YO SUPONGO

o el cambio de los otros que no nos viene bien.

A lo largo de nuestra vida vamos acumulando relaciones como si tuviéramos dentro un “Diógenes” tipo Alien. El tema de hoy es que las relaciones del pasado se acumulan con las nuevas y no nos damos cuenta que todos, en el mismo espacio temporal, no caben. Seguro que a alguna relación le va a tocar quedarse olvidada y llena de polvo en el trastero, unas veces la rescatamos y otras nunca más se supo. No se nos ocurre pensar que ya se nos hacen “distintos” porque han evolucionado y nosotros nos quedamos en la casilla de salida y ahora nos dan pereza o frustración.

Está claro que ya no se conecta igual y que uno escucha en la radio FM y el otro AM, nos da pena seguir tratando a alguien con el que un día conectamos pero ahora nos cuesta mucho sentirnos relajados, divertidos y en confianza.

Estoy rodeada de personas que les encanta suponer y la mayoría no pregunta, bien por prudencia o por respeto…o por dejadez.
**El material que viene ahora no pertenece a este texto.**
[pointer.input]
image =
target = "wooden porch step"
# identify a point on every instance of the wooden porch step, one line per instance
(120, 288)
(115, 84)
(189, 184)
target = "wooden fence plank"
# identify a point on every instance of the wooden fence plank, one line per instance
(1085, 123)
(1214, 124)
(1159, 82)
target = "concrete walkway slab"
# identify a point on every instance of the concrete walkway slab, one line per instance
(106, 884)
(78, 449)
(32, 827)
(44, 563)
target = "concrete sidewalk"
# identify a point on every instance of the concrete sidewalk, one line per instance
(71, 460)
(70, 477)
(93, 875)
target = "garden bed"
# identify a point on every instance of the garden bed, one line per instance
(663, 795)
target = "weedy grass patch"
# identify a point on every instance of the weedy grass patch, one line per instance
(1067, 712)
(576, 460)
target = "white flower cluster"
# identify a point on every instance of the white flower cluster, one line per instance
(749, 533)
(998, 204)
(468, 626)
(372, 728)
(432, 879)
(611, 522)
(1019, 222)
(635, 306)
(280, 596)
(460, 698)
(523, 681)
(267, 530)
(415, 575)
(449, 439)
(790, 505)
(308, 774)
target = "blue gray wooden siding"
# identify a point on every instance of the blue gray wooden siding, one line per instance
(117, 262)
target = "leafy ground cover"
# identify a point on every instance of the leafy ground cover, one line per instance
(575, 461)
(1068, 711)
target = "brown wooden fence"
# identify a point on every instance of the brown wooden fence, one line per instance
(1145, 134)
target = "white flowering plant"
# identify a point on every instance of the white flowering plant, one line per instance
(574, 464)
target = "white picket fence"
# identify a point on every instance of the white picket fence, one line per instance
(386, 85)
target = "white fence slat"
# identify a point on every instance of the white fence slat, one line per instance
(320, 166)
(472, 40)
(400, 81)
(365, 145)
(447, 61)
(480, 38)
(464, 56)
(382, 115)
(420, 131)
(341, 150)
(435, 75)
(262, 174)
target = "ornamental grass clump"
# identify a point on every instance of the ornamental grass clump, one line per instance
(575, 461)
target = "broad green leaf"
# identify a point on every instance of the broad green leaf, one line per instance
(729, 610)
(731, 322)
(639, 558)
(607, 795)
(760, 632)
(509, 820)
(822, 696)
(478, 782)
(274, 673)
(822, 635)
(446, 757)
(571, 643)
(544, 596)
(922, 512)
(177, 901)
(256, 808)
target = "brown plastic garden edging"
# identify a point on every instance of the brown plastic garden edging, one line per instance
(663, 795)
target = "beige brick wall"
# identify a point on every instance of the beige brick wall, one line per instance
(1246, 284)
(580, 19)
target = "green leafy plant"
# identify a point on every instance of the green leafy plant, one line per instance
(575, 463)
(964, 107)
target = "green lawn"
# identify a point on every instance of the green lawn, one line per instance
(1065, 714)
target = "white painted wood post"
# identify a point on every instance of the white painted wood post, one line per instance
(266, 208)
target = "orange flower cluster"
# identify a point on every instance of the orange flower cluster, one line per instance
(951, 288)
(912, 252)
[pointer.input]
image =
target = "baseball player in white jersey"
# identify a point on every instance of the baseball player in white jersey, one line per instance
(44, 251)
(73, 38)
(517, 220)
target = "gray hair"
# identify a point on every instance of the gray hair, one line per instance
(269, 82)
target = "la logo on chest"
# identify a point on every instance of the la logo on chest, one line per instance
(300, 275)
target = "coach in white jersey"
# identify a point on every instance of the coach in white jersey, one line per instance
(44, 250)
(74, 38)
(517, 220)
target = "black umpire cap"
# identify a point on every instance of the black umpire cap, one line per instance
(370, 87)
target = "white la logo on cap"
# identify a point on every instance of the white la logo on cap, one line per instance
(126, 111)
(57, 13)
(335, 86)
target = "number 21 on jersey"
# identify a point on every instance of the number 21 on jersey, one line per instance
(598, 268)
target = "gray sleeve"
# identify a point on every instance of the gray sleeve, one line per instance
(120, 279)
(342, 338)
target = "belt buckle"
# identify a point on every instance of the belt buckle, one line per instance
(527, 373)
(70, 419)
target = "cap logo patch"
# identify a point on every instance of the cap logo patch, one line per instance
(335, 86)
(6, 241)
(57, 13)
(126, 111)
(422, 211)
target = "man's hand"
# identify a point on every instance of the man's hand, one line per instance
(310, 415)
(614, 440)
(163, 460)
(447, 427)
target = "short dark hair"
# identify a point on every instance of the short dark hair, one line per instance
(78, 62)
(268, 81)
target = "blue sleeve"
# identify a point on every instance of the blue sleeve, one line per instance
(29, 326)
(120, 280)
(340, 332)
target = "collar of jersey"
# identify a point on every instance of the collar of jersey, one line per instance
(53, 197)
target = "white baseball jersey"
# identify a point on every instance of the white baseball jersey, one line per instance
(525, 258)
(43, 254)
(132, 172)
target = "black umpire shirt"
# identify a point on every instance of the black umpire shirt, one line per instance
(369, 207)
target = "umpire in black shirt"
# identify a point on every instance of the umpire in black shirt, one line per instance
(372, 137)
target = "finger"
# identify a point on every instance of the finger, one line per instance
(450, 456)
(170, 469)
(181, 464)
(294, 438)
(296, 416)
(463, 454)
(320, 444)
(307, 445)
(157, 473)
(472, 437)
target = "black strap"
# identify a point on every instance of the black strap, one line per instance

Estamos sin estar, siendo lo que no somos, imaginamos a los demás felices, tristes, depresivos, vacuos, alegres, ausentes o presentes, con problemas como todos o enamorados. Un suponer cargado de nuestros juicios y “mapas de creencias”. Así es, conocemos a alguien y le colocamos el cartel y ya nos cuesta pensar que la vida es cambio y evolución, aceptar que el hoy de nuestras relaciones no tienen que ser exactamente lo mismo en un futuro.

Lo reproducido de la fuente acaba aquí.